Democrats on the panel fiercely resisted the proposal to separate air traffic control from the FAA, arguing that setting up a new flight navigation organization would amount to a privatization of the nation's aviation system. 

"Spinning off the Air Traffic Organization while leaving the rest of the FAA’s critical safety programs to the perils of the General Fund, shutdowns, and sequestration is irresponsible," said Rep. Peter DeFazio (D-Ore.), citing a Government Accountability Office report released on Wednesday that labeled the plan to spin off air traffic control "high-risk." 

"Let me be clear: I am certainly not in denial that the FAA suffers from ailments that must be fixed," he added. "The agency — the entire agency, not just the air traffic control system — must have stable, predictable funding and procurement and personnel processes that work." 

The proposal to separate air traffic control from the FAA, included in a new funding measure for the agency, calls for the creation of a new flight navigation organization that would be managed by a board of directors composed of aviation industry representatives. Major airlines that have pushed for more control of the air system would have four of 11 seats on the proposed board, stoking fears they would have too much power.

The proposal has exposed divisions the aviation industry that were on display during Wednesday's hearing. 

"The current aviation system has served us well until recent years. Unfortunately, we no longer have a stable or predictable funding stream and this uncertainty has caused many serious problems for the system," National Air Traffic Controllers Association President Paul Rinaldi told the panel.

"We all remember the disruptions we experienced in 2013 with sequestration," he continued. "The FAA scaled down all modernization projects. The agency looked at closing 238 air traffic control towers and tried to close 149 of them, not for safety, but in an effort to save money." 

Groups that represent noncommercial flight operators told lawmakers that the proposal to spin off air traffic control from the FAA would give too much power to major airlines, however. 

"H.R. 4441 would take control of the nation’s air traffic system away from the public’s elected representatives and turn it over to the big airlines," National Business Aviation Association President Ed Bolen said.

"The public airspace belongs to the public and it should be run for the benefit of the public," he said. "This is a sweeping transfer of authority. It's breathtaking in its magnitude and it's potentially deadly in its consequences." 

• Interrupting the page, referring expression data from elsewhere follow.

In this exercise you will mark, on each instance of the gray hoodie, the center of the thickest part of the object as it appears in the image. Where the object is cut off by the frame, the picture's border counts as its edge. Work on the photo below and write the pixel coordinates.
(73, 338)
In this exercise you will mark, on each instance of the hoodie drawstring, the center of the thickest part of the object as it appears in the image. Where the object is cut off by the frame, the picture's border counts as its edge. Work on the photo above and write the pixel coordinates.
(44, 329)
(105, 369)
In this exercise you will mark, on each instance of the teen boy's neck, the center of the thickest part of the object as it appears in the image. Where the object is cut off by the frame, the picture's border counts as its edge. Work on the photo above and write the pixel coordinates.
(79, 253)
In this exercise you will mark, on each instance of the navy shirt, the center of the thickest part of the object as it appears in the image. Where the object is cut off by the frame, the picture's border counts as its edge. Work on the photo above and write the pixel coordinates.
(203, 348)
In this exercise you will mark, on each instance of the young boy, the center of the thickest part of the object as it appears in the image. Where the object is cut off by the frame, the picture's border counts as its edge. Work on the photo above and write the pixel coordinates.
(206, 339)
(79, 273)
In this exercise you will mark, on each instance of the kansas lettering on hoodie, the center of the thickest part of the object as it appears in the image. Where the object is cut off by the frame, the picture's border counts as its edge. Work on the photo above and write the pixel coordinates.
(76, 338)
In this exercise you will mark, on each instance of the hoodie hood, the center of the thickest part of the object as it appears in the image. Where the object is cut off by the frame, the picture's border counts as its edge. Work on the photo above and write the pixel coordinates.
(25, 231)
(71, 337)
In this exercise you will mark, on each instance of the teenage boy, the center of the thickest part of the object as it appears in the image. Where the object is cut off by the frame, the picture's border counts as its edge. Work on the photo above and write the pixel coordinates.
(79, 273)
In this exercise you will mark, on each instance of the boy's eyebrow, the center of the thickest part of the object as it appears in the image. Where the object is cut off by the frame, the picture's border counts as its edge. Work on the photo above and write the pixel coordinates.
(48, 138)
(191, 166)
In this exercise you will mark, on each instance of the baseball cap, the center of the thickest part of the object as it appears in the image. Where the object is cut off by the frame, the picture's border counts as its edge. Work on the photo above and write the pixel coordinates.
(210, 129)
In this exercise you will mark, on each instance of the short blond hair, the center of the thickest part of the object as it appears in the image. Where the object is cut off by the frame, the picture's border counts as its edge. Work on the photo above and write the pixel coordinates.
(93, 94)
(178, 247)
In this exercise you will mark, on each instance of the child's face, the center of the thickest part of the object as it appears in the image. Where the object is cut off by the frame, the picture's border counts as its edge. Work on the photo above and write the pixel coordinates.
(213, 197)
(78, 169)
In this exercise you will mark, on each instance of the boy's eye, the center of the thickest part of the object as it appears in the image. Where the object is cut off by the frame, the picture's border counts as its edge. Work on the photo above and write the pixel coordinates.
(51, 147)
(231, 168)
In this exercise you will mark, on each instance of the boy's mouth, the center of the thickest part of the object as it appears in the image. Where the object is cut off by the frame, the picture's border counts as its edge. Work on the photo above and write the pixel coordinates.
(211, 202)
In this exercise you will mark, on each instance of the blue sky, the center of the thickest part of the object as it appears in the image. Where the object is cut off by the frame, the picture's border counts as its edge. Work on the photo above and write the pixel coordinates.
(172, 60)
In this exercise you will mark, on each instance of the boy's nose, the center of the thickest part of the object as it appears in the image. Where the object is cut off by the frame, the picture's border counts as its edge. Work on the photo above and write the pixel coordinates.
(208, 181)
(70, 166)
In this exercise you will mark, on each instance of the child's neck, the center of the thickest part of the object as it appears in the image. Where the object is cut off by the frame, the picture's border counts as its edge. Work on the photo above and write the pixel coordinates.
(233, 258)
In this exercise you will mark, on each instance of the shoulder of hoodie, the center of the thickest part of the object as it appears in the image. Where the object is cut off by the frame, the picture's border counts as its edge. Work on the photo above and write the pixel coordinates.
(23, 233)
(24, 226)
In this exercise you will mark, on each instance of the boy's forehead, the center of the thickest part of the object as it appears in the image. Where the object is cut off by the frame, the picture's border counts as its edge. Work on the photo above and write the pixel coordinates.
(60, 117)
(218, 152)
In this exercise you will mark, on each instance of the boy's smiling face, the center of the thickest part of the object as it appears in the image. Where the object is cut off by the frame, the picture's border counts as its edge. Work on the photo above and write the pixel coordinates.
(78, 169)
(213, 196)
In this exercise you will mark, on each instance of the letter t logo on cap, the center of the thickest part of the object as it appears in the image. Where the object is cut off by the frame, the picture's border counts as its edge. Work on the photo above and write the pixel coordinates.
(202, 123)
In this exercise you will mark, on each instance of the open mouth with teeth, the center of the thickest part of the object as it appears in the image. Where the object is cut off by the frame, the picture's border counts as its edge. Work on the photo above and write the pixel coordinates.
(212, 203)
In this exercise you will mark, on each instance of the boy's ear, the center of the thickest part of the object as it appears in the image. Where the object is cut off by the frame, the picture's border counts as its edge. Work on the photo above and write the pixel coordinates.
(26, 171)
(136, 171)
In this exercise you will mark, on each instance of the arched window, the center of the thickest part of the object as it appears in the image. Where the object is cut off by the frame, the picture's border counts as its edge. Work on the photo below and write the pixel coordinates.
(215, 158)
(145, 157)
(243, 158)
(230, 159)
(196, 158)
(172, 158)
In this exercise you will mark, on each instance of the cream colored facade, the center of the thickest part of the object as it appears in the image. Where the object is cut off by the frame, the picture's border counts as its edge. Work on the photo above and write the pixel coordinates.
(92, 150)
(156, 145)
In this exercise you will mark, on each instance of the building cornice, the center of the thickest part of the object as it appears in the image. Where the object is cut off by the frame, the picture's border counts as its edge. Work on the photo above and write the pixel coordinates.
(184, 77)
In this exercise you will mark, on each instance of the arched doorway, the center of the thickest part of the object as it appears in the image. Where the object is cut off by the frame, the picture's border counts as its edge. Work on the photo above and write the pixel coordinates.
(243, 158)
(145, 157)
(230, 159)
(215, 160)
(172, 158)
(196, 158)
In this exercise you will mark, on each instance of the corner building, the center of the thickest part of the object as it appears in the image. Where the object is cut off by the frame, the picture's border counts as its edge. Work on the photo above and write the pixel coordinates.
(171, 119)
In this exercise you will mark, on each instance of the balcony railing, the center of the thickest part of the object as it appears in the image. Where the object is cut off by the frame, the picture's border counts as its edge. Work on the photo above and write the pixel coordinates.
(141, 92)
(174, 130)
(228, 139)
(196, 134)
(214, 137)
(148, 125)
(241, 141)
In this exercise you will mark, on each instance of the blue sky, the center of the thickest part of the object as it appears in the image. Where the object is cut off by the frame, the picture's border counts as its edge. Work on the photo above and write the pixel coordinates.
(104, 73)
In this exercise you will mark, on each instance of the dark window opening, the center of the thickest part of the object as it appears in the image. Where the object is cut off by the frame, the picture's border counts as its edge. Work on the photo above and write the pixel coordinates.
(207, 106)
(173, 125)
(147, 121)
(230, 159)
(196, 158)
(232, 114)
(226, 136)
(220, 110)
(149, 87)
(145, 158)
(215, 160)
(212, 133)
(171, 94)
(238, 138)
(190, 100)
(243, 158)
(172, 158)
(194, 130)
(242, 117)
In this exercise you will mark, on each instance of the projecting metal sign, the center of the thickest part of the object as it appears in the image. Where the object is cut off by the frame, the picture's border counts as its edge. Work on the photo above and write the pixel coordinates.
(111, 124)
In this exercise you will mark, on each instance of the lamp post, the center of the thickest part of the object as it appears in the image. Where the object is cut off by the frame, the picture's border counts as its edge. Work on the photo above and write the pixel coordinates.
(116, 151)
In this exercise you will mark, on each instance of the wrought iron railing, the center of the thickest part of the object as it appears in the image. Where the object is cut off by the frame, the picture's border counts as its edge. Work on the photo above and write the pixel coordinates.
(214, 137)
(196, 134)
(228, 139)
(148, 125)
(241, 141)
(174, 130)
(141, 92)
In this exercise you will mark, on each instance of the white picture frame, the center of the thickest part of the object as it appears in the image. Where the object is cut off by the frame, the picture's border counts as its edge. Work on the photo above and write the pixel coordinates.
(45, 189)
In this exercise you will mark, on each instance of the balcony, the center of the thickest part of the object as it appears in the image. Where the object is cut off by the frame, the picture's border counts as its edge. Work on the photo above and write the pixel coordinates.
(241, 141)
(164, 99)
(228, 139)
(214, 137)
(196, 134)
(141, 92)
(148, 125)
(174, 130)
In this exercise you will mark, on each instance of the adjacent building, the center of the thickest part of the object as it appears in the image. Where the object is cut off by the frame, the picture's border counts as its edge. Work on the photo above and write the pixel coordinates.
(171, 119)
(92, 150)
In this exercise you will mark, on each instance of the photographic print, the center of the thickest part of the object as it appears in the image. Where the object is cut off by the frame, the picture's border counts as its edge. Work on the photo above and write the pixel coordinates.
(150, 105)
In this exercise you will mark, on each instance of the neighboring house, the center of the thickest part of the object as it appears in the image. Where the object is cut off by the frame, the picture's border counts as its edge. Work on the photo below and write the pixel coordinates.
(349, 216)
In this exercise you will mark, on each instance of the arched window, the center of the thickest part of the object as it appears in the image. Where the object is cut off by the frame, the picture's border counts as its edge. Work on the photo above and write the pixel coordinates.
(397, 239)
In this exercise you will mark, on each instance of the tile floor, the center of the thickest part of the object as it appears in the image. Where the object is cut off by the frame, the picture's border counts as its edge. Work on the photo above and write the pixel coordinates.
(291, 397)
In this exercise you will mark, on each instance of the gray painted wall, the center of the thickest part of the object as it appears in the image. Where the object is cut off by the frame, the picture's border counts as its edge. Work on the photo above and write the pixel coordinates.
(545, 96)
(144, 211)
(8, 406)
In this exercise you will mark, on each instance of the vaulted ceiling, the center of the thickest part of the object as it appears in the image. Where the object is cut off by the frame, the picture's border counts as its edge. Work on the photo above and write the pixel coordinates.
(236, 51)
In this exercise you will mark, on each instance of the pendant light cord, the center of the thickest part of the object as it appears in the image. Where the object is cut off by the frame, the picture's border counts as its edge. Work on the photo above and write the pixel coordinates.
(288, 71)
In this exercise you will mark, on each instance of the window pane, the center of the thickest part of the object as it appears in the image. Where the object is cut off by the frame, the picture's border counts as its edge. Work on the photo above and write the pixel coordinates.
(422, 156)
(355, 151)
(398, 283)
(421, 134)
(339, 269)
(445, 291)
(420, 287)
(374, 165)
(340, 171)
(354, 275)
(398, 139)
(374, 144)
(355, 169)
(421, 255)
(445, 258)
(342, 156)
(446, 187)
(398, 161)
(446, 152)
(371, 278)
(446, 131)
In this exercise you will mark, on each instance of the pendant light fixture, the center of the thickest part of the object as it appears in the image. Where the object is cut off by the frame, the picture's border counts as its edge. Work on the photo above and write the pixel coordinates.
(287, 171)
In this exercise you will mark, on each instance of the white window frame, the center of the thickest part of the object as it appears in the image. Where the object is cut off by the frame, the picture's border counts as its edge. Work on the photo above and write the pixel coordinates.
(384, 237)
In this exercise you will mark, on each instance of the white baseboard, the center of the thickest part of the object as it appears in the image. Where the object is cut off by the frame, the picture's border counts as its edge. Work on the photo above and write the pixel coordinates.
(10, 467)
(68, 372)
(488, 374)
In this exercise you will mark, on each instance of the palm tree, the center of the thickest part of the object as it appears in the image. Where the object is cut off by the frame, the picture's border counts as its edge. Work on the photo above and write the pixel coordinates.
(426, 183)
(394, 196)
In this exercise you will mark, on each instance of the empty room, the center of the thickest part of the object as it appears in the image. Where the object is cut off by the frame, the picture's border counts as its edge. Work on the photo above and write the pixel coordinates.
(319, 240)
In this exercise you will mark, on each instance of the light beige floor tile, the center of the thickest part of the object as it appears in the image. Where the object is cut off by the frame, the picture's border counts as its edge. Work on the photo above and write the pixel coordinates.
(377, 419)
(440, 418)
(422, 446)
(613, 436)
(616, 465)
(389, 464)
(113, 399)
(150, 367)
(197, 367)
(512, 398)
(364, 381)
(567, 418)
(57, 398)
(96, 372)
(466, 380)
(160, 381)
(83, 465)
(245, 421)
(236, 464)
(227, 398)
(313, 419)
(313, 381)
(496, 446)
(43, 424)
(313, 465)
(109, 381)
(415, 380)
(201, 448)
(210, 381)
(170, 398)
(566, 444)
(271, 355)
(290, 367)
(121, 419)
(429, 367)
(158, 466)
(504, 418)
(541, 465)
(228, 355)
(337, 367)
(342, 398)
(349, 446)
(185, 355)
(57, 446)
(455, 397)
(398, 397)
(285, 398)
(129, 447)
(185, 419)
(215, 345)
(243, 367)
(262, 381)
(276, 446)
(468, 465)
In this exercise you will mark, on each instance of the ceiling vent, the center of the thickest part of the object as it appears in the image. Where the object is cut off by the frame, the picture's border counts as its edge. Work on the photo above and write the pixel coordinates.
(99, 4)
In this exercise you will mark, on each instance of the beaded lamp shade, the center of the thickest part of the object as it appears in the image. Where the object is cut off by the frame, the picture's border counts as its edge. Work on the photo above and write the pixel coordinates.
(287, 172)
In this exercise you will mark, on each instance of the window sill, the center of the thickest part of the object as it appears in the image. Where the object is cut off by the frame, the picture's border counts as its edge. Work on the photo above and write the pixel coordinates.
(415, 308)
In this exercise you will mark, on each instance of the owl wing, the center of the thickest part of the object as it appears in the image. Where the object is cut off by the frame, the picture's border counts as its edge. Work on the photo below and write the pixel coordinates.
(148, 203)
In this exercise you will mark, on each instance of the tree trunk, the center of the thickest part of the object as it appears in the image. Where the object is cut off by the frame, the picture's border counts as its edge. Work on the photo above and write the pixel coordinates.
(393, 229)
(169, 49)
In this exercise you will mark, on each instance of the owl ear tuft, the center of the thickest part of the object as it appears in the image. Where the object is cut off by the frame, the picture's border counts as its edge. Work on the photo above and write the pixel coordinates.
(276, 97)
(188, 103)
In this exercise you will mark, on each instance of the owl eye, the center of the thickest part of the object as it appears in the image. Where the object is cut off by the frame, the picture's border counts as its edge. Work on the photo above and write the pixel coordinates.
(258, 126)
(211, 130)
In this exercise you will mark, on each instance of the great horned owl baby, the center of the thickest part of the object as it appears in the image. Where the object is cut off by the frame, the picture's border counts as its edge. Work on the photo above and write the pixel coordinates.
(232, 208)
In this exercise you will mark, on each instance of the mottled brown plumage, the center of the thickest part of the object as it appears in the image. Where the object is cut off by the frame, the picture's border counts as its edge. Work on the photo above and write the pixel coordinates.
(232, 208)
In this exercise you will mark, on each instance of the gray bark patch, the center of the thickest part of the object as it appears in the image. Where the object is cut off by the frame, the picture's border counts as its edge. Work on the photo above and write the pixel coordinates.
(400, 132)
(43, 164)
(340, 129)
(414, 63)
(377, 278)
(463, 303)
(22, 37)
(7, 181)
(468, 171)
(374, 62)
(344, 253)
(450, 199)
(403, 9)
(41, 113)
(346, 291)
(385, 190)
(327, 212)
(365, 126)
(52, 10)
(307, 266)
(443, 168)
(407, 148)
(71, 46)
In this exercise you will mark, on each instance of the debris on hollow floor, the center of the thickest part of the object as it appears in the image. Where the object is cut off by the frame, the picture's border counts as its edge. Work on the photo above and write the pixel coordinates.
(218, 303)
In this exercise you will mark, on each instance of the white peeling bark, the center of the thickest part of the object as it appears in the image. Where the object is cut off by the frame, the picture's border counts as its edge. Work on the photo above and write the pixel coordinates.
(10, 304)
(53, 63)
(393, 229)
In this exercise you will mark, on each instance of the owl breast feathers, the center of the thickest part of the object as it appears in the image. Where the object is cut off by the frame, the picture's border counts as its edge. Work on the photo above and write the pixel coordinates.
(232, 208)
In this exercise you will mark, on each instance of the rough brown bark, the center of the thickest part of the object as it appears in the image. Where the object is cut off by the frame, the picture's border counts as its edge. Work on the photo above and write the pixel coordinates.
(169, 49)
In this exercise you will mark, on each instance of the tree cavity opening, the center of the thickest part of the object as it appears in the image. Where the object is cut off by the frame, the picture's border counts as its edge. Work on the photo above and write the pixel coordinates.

Most major airlines are supporting the proposal to separate air traffic control from the FAA — with the notable exception of Delta

The group that lobbies for most major carriers in Washington, Airlines for America (A4A), said an independent air traffic control structure is long overdue. 

"We know what needs to be done: ATC reform has been debated and analyzed in the United States for decades while being successfully implemented in other countries," A4A President Nicholas Calio said. 

"For years, there has been widespread recognition among U.S. policymakers and stakeholders of the need for modernization of air traffic control services," he continued. "This recognition is thoroughly bipartisan. Modernization is not about politics; it is about formulating and implementing sound public policy for all who depend on air service." 

Delta, however, submitted testimony to the House Transportation Committee that warned of risks from the spin-off. 

"Delta opposes privatizing U.S. air traffic control or any other attempt to remove air traffic control services from the Federal Aviation Administration," Delta CEO Richard Anderson said in written testimony that was submitted for the record by Democrats on the panel. 

"Advocates describe privatization as a cure-all for what ails the FAA’s management of air traffic control services," Anderson continued. "But the truth is that it carries serious risks, offers speculative benefits, and is not necessary." 

Lawmakers are scheduled to continue consideration of the independent air traffic control proposal on Wednesday. The House Transportation Committee is planning to hold a hearing on the broader FAA funding bill on Thursday.

—This report was updated at 11:49 a.m.